Asmaa Dehbi M.A. in Scienze dell’educazione, assistente di ricerca e dottoranda presso il Centro svizzero islam e società dell’Università di Friborgo, membro della direzione dell’Istituto Nuova Svizzera (INES) 

 


Note:

(1) Nel razzismo culturale (cfr. Hall, 1989) non sono solo le caratteristiche fenotipiche, cioè esterne, ad essere utilizzate per costruire l’Altro, ma vengono enfatizzati anche il nome, la lingua, l’accento o la religione di un individuo come caratteristiche discriminanti. 

(2) Si parla di Othering quando un gruppo di persone si differenzia da un altro gruppo descrivendo quest’ultimo come diverso e non appartenente. 

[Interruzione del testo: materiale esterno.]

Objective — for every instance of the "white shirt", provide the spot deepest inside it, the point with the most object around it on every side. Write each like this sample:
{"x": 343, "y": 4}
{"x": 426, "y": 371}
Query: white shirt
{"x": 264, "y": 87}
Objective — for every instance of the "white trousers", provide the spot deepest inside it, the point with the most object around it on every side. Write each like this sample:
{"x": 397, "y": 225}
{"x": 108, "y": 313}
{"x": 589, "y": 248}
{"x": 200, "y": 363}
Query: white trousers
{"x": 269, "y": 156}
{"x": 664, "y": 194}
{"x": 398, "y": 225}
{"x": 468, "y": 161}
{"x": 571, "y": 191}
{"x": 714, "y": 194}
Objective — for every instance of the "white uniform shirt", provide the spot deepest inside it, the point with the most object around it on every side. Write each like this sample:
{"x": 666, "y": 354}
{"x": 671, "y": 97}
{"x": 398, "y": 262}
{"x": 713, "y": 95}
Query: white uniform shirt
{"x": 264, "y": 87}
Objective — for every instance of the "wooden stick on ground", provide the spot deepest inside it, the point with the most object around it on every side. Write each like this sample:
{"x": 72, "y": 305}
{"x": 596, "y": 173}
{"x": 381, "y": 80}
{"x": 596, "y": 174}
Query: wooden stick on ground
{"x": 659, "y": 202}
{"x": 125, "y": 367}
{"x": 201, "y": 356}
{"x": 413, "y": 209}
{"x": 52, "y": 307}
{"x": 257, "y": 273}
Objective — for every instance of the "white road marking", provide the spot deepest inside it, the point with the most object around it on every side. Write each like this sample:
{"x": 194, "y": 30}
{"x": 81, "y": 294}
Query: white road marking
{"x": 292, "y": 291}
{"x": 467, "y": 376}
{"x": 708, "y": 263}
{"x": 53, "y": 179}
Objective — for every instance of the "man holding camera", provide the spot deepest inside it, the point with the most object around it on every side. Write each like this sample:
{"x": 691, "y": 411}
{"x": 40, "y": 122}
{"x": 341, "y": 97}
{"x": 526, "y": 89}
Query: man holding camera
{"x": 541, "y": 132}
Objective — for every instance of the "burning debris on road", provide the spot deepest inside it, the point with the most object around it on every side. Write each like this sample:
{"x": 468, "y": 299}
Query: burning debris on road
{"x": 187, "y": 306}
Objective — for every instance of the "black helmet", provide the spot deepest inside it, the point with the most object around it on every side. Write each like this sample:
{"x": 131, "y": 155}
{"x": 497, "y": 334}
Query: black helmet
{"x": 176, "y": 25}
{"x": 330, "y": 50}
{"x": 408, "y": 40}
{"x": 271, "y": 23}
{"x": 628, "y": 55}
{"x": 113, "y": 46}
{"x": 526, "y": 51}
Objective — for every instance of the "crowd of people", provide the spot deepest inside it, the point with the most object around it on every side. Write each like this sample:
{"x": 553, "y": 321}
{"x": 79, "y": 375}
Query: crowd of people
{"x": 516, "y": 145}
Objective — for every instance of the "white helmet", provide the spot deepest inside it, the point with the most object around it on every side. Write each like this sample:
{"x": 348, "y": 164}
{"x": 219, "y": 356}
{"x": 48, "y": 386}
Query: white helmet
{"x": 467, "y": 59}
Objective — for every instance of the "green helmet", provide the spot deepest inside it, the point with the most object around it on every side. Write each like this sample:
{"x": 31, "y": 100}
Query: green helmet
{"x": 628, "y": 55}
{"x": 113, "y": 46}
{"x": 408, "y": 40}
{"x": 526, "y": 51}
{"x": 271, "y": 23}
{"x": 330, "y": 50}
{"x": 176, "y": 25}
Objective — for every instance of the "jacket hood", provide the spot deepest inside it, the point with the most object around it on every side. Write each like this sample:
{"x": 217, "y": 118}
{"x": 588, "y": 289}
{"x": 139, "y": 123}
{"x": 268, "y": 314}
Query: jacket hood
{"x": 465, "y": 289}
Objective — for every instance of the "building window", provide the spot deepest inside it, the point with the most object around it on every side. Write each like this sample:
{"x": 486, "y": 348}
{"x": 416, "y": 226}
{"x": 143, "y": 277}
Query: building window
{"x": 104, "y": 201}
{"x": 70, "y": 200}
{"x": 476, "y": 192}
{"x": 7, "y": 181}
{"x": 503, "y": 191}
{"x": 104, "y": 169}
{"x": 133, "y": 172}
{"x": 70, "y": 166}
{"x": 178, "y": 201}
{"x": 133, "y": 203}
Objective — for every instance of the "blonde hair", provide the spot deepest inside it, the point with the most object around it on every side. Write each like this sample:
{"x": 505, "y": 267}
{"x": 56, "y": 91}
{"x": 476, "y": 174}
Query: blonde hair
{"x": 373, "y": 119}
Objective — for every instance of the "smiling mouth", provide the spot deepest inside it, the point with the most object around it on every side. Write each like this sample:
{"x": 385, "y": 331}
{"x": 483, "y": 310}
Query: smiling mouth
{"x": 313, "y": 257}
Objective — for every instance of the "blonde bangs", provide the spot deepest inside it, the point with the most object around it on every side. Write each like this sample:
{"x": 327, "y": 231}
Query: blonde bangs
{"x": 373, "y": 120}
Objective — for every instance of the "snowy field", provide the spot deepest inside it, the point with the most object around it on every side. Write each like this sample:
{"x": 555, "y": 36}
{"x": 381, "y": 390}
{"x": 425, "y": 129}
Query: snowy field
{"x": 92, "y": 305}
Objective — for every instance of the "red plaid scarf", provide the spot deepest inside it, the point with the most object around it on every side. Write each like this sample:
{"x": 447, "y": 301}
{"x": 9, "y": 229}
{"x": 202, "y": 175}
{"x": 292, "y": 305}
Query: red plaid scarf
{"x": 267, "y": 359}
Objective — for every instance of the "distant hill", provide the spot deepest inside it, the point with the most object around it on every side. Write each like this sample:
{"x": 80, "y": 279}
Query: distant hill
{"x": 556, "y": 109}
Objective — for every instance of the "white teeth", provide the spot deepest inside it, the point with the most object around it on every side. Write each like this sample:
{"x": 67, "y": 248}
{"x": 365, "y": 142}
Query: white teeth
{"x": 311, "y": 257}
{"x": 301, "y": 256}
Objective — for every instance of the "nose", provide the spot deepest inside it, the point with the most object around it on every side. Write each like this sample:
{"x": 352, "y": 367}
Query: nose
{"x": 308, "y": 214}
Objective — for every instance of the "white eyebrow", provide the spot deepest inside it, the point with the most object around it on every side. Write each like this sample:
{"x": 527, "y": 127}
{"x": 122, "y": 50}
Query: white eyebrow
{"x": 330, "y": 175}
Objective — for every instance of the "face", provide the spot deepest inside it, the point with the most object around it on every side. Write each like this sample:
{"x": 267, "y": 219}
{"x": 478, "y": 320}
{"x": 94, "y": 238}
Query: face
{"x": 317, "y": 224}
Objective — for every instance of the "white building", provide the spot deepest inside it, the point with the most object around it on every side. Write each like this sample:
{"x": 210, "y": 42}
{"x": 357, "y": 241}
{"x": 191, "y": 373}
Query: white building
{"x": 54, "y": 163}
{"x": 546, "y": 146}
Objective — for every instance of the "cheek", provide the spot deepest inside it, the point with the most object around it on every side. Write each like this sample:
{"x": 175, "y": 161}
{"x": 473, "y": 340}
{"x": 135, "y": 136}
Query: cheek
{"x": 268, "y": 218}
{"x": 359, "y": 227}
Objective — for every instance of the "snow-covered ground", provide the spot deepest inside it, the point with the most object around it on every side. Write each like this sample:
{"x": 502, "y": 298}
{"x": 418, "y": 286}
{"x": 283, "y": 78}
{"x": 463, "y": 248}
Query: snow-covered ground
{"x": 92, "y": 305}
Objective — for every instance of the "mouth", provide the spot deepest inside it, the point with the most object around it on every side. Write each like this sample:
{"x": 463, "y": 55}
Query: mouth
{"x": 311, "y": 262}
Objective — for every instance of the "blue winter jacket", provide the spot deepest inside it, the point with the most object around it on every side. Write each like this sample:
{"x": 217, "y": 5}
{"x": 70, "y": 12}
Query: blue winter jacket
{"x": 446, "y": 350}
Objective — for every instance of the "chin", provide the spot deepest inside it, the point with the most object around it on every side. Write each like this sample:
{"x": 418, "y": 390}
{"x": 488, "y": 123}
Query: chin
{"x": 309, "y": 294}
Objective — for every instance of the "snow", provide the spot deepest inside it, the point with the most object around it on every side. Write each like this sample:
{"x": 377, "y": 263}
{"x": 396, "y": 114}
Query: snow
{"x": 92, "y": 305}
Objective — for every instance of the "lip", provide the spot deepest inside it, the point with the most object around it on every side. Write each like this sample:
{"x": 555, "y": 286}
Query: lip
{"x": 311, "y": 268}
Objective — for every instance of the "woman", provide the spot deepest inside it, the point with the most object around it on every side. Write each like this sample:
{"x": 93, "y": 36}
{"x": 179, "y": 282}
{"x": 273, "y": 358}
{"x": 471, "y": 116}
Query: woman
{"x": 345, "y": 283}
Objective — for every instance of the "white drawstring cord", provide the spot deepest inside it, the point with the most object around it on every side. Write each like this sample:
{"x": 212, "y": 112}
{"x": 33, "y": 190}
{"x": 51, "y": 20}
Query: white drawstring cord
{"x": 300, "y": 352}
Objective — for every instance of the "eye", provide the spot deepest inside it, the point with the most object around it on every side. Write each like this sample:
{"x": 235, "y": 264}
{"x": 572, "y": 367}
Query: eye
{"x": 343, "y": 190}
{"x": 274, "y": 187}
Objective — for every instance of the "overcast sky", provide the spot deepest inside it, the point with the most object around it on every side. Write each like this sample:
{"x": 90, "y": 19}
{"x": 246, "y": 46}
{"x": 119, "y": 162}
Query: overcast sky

(3) Il termine “Überfremdung” è stato coniato nel 1900 in Svizzera da Carl Alfred Schmid, segretario dei poveri di Zurigo nel suo saggio “Unsere Fremdenfrage”. In esso Schmid parlava di “un grado così elevato di sovra-alienazione in Svizzera che la sua esistenza nazionale è concepibile solo per miracolo”. Il termine indica l’eccesso della presenza di stranieri sul piano demografico, ma fa anche riferimento ad una presunta perdita dell’identità culturale e dei valori svizzeri, nonché del benessere economico e sociale, che verrebbero alterati dalla presenza di altre culture. Il concetto riassume la lunga storia del dibattito politico svizzero contro l’immigrazione e gli stranieri. Nonostante il termine venga talvolta tradotto in italiano con “inforestierimento”, è stata adottata la versione originale (nota di approfondimento a cura del progetto “Memories of Racism). 

(4) Nella versione originale in tedesco di questo articolo e nel discorso sul tema in ambito germanofono si trova l’espressione „der/den” Islam. In mancanza di una versione corrispondente in lingua italiana è importante esplicitare il concetto in modo più esteso. L’espressione “der” Islam indica come nei discorsi presenti all’interno della società questa categoria sia percepita come un’unità omogenea. ”Der” Islam, tuttavia, è un prodotto di questi discorsi e non esiste nella realtà, poiché all’interno del mondo musulmano esiste una grande diversità (nota della traduttrice in accordo con l’autrice). 

(5) Pur non avendo acquisito colonie, la Svizzera ha un passato coloniale. La Svizzera ha operato economicamente in armonia con le potenze coloniali e tratto profitto dall’appropriazione militare di terre e risorse. I mercenari svizzeri hanno combattuto anche nelle guerre coloniali del XVIII e XIX secolo al servizio di potenze straniere (Von Albertini & Witz, 2008). 


Fonti: 

Hall, S. (1989), Rassismus als ideologischer Diskurs. Das Argument, 178, 913–921. 

Shooman, Y. (2014), „...weil ihre Kultur so ist": Narrative des antimuslimischen Rassismus. Bielefeld: Transcript-Verl. 

Centro Svizzero Islam e Società, Dibattiti pubblici. Reperibile qui.

Rommelspacher, M. (2002). Anerkennung und Ausgrenzung. Frankfurt am Main: Campus Verlag. 

Ufficio federale di statistica (2019). Indagine sulla convivenza in Svizzera: Risultati 2018. Reperibile qui. 

Von Albertini, Rudolf & Wirz, Albert (2008). Kolonialismus. Reperibile qui.